MARTA switched to weekend schedule, experienced some delays Wednesday

All night Tuesday, MARTA trains ran on their tracks, keeping mechanisms warm for the morning commute.

But early Wednesday, with many businesses closed and schools out, fewer than 5,000 people decided to use MARTA to get around metropolitan Atlanta — less than a quarter of the normal ridership. So at 7:30 a.m., MARTA officials decided to operate a weekend schedule, with trains running every 20 minutes as opposed to every 10 minutes, said Stephany Fisher, a MARTA spokesperson. Bus service also was curtailed.

As of 4 p.m., it seemed like the decision was on track with the number of riders. Just 28,000 people had stepped on a MARTA bus or train, a 76 percent decrease from the 118,000 riders who used MARTA services last Wednesday.

But demand is expected to be higher Thursday.
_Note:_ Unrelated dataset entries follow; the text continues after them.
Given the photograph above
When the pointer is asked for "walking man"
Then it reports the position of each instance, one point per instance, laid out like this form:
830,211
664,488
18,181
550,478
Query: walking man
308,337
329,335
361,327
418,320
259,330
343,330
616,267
MARTA again planned to run trains overnight in order to keep everything working, though Fisher said the system will continue its modified schedules, with trains coming every 10 to 20 minutes. Limited bus service will continue, with buses sticking to major roads and routes with medical centers.

The agency reported several problems related to the weather Wednesday, including train delays and some stuck vehicles. But Fisher said no one was injured.

Most of the delays on trains were related to cold weather, Fisher said. Cold weather is often more of an issue than ice and snow, she said, because it affects how braking systems work — and MARTA’s trains weren’t built to handle it.

There was a 40-minute delay on the Gold Line on Wednesday when there was a problem with a train’s air compressor at the Doraville station, Fisher said, and both Red and Gold lines had a 24-minute delay just before 11:30 a.m. when a train at the Lindbergh Station had an air pressure issue. On the Red Line, ice kept some trains’ doors from closing, Fisher said, causing a 20-minute delay.

Fisher said the primary issues were on buses because roads were not clear enough to run routes. Twenty-five slid off roads or got stuck Wednesday morning, before they picked up passengers.

Randy Clarke, vice president of operations and member services for the American Public Transportation Association, said southern cities like Atlanta are less prepared for, and less culturally used to, the elements. He said from clearing platforms to making sure buses can run, “there’s a lot to this.”

“It’s not just vehicles going up and down the tracks,” he said.

Residents are used to school closings, “but if transit somehow gets impacted, people are just astonished,” Clarke said.

Simon Berrebi, a software developer who has a doctorate in bus operations from Georgia Tech, said even with some delays, MARTA has shown an “amazing capacity” to keep its system running and get people where they need to go.

Berrebi said MARTA has done a good job of upkeep, which helped prevent further delays. Even with the agency’s switch to a weekend schedule, he said, people were able to use the service as they needed it.

Wednesday morning, Greg Amroso was one of those people. He is not a regular MARTA rider, but he’d left his laptop on his desk at his office Tuesday evening and had work to do. He walked a short distance from his home to the station in downtown Decatur and was headed to 10th and Peachtree streets.

“I didn’t want to drive because the streets were icy,” he said. “It’s not a good day to drive.”

The usually busy Five Points Station was like ghost town. There were no people pushing through the turnstiles at the plaza and only a smattering of passengers were waiting on the platforms.

Mohamed Saleh, who was taking MARTA to the airport for the first time in about 10 years, was shivering on the platform at the Five Points station, waiting for a south-bound train. He said on the drive from his home in Clarkston to the Kensington station he saw two wrecks, including one in which one car appeared to have slid into a police car on Memorial Drive.

“People know that they can count on MARTA,” Berrebi said. “It’s days like these, you really see the impact of public transportation.”

Staff writer Rhonda Cook contributed to this story.